04 – Quais os maiores prejuízos do ponto de vista da saúde mental que a sociedade poderá ter num cenário pós-pandemia?
Toda essa situação impôs pausa obrigatória, para todos. Momento em que muitas questões que já apareciam nos cotidianos das pessoas, vieram à tona de modo mais diligente; tem sido possível refletir sobre as relações, olhar mais para si e para o outro, me parece que as pessoas têm se interessado mais pela realidade do outro... Já ouvi algumas pessoas falando sobre trocar o medo, as incertezas pelos cuidados. Isso é muito complexo. Claro que os cuidados são essenciais para precaução e em certa medida podem auxiliar no que diz respeito a um alívio momentâneo quanto ao receio de contágio. No entanto, existem questões mais centrais do ponto de vista do psiquismo e dos dados de realidade. Não se pode tomar como uma relação de causalidade. Há pessoas que não têm o básico, como por exemplo, água e sabão. Veja, há realidades discrepantes! Sobre os prejuízos pós-pandemia no que diz respeito à saúde mental, acredito que seja cedo para delinear, as pessoas ainda estão na tentativa bordear esse vazio exposto pelo caos da pandemia. Claro que, os arranjos que cada um se utilizou, a partir dos repertórios disponíveis de uma dada realidade, para lidar com o que o excede, diz de um caminho possível para o cenário pós-pandemia.

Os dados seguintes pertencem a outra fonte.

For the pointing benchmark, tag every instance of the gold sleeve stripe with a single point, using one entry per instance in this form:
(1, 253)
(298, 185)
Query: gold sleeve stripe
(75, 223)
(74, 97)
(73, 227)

05 – Acredita que em um cenário pós-pandemia, a procura pela ajuda psicológica deva aumentar? Tem momento certo para procurar essa ajuda? Quando deve ocorrer?
Pode ser que sim. Acredito que as pessoas já estão procurando meios de simbolizar, dá um sentido a esse momento avassalador que tem sido a pandemia pelo coronavírus, um deles é a psicoterapia. Não há um momento certo para procurar ajuda profissional, sempre que o sujeito achar necessário seja após um encontro traumático, seja para autoconhecimento, mais que o tempo cronológico em si, interessa o tempo lógico própria a cada um, o motivo da procura pela psicoterapia, como esse motivo se insere na história do sujeito...
06 – É possível manter a saúde mental equilibrada em meio a pandemia?
Costumo dizer que esse momento se trata de uma travessia. Travessia, pois remonta a um percurso a partir de um lugar e para se chegar a outro é preciso lançar mão de meios para bordear o vazio escancarado pela ruptura do esperado que se estava acostumado. Retomo a pergunta anterior, ressalto a importância de profissionais da Psicologia em momentos como esse onde há a impossibilidade de respostas prontas, de algo a dizer sobre, a palavra faz toda diferença: a aposta na palavra, em função de uma escuta, como meio para abertura de elaborações e ressignificações outras para além da catástrofe. Pois crises não se encerram em si, com o recurso à palavra, podem ser potenciais, entre o sem-sentido e a criação. A crise abre possibilidades para a invenção, algo até então não conhecido.